Storie – Poesie dall’esilio

avagliano“Dal tempo e dalla sua rima mi sono estraniato, / il tempo la mia rima mi ha rubato. / Dove i mondi crollano e s’annientano popolazioni, / per addensarsi in rima la parola non ha più occasioni. / Mettere in canto l’orrore non è forse azzardato, / strappare a ciò che non ha rima qualcosa di rimato, / per chi ancora le parole possiede nella parola cacciar di frodo / per illustrare la carie ossea della lingua trovare il modo, / e dove tutte le parole vengono meno, / scandire in sillabe la danza della morte a cuor sereno?”.

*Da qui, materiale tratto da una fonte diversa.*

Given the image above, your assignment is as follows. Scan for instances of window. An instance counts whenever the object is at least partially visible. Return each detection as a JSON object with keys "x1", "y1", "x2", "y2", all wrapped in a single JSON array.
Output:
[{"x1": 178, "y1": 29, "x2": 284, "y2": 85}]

Così recitano i versi di una delle poesie più belle di Han Sahl, ebreo tedesco. Quando nel 1942 diede alle stampe il suo primo volume di poesie, “Le chiare notti. Poesie dalla Francia”, aveva quarant’anni. Alle sue spalle l’Europa in fiamme e nove lunghi anni di esilio, trascorsi per lo più a Parigi. Era fuggito dalla Germania nazista nel marzo 1933, unendosi alla schiera degli emigranti della prima ora, “non solo come ebreo, ma anche come oppositore di Hitler”, riparando dapprima a Praga, poi a Zurigo e infine a Parigi, fino allo scoppio della guerra.
Dopo l’invasione della Francia da parte delle truppe tedesche, venne internato nei campi di lavoro francesi, in uno dei quali condivise la drammatica esperienza con Walter Benjamin. Nel 1941 riuscì a fuggire e raggiungere Marsiglia, uno dei pochi porti d’Europa dal quale era ancora possibile salpare in direzione degli Stati Uniti. Approdò a New York e vi si stabilì, per rientrare in Germania definitivamente solo nel 1989, spegnendosi a Tubinga nel 1993.
Domani esce in libreria, per le edizioni Del Vecchio, il suo libro “Mi rifiuto di scrivere un necrologio per l’uomo” (pp. 272), curato e tradotto da Nadia Centorbi. Nei versi di Sahl, come scrive Franz Josef Görtz, “si può osservare il secolo intero, con tutti i suoi rivolgimenti e le imponderabili derive”.